Alicia Garvey ha llamado a la Central de Mataró y de la Central de Mataró ha salido una llamada a todos los coches patrulla que en aquellos momentos circulaban por el Maresme. El coche que estaba más cerca de la Urbanización Trespiés iba conducido por el agente Bonastre, que va acompañado por el agente Saldaña. Han puesto luces y sirena y se han dirigido a la urbanización a toda velocidad. Una vez allí, les ha costado un poco encontrar la dirección exacta que les han proporcionado, porque estas urbanizaciones de veraneo ya se sabe. Al final, los han guiado los gritos procedentes del interior de un garaje.

El Tolondro pega un empujón a Eva y hace que caiga al suelo, y empuja la puerta pequeña (la empuja, que había que empujar y no tirar como hacía Eva) y huye hacia el interior de la vivienda.

Eva corre hacia la puerta del garaje.

—¡Abre! —le dicen los policías.

—No puedo, no sé, no puedo —dice ella.

Al final, han abierto y Eva ha caído en brazos de dos policías uiformados que, a juzgar por su llanto y su estado convulso y el jersey rasgado, saben que han sido un Séptimo de Caballería muy oportuno.

A Pedro Galabarte, el Tolondro, lo encuentran en el dormitorio de arriba, echado en la cama y tapado con las mantas, encogido y de cara a la pared, como un niño que cierra los ojos y cree que no lo ven.

Dice que no quería hacer nada a la niña, que sólo quería darle explicaciones, o consejos, o que toda la culpa es de ella, que lo ha metido en una trampa, y no se entiende muy bien lo que dice porque lo hace atropelladamente, contradiciéndose, como lo hacen los culpables.

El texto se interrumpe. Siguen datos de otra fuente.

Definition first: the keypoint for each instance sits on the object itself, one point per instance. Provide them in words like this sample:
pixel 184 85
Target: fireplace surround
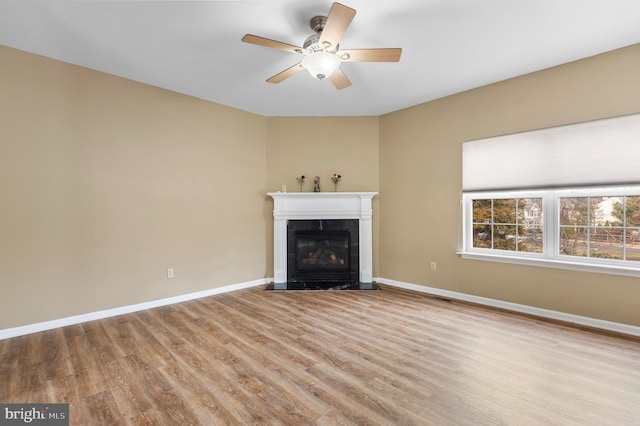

Más tarde, en su ordenador portátil, Amadeu encontrará imágenes obscenas protagonizadas por niños, y unas cuantas direcciones que quizá servirán para desenmascarar a una pandilla de depravados que se divierten con estas porquerías.

A la mañana siguiente, los periódicos dirán que la detención del pederasta Pedro Galabarte in fraganti fue la culminación de una meritoria operación a cargo de los mossos de la comisaría de Mataró y, cuando se lo pregunten a Eva, ella confirmará que la salvaron dos agentes de uniforme, muy guapos y muy simpáticos y atentos, llamados Bonastre y Saldaña. Más tarde, cuando tenga el que l’espera que hablar con una policía de paisano llamada Alicia Garvey, imaginará que es la jefa de los otros, una policía de oficina que nunca se ensucia las manos y que se lleva el mérito de sus subordinados. No le caerá muy bien aquella cuatroojos, tan seria y distante.

Y Alicia no le dirá lo que sucedió realmente. Porque el trabajo de la policía es de equipo y nadie ha dicho que sirva para hacerse rica ni famosa.